I honestly don’t know what to do with myself. It’s bad enough that I’ve never had any driving ambition to actually be or accomplish anything “big.” Now that I have time on my hands I find myself both overwhelmed by some of the responsibilities I have, and at a loss for how to best use the time I’ve recently regained. I really should be cleaning and clearing out the house, and that’s happening in fits and starts, but did I mention overwhelming? Oh, on many levels.
I’m trying to take a step back, assess what’s important to me, what matters. Especially what I do online. Does it matter? I want to believe that it does. I want to think that the time I put into certain things counts for something. The Snowden supporters facebook group I took on tests that belief more often than I would like. I think it’s important, I don’t want to walk away, but it is disheartening as hell to see the fan boy posts outnumber the privacy activist posts–to see the number of “likes” pile up on the 25th repost of the Snowden statue vs any given post on domestic spying or trying to restore our forth amendment rights. Or how many people join simply due to their rabid hate of government or Obama, misunderstanding core issues, what has been done, and what needs to be done. It’s frustrating as all hell, Edger threatened to walk away more than once, but now that he’s gone–well, I don’t think I can.
I’m trying to spend more time on art. I’ve done a few pieces I’m happy with. My well has run dry for the moment, so I am working with various media to color in other people’s work. I think it’s good. I’m learning new techniques, how to blend alcohol markers, how to use several different mediums on one piece, stuff like that. Until it fires up a spark of inspiration the color itself makes me happy, and it’s something I can do with a clipboard propped her in front of me while that group keeps me tethered to this computer. Although, I have to admit that I’ve been (and this may be somewhat irrational) spending every spare dollar I get trying to amass some quality supplies for that time down the road when there will be no spare dollars.

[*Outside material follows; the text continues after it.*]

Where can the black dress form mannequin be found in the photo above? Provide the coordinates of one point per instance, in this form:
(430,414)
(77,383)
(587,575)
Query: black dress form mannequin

I’ve been cajoling the kids to spend time with me. Just get their butts off their computers and do something, anything else. Come color with me, I’ll let you use the good stuff. Let’s play a game, I have some good ones…but they don’t suffer this same yearning for time and meaning as I do. They have other interests now, the allure of that is too strong to set aside for one of mom’s whims. Time feels short for me, it stretches out endlessly before them, and may the Deity grant that be so. I will not browbeat them, but I will continue to invite.
This is about as close as I get to an existential crisis–which for me has always just boiled down to anything that makes one seek meaning or purpose. I don’t find my life completely bereft of either of those two things, I just feel like it’s inventory time. That’s a healthy thing, I think.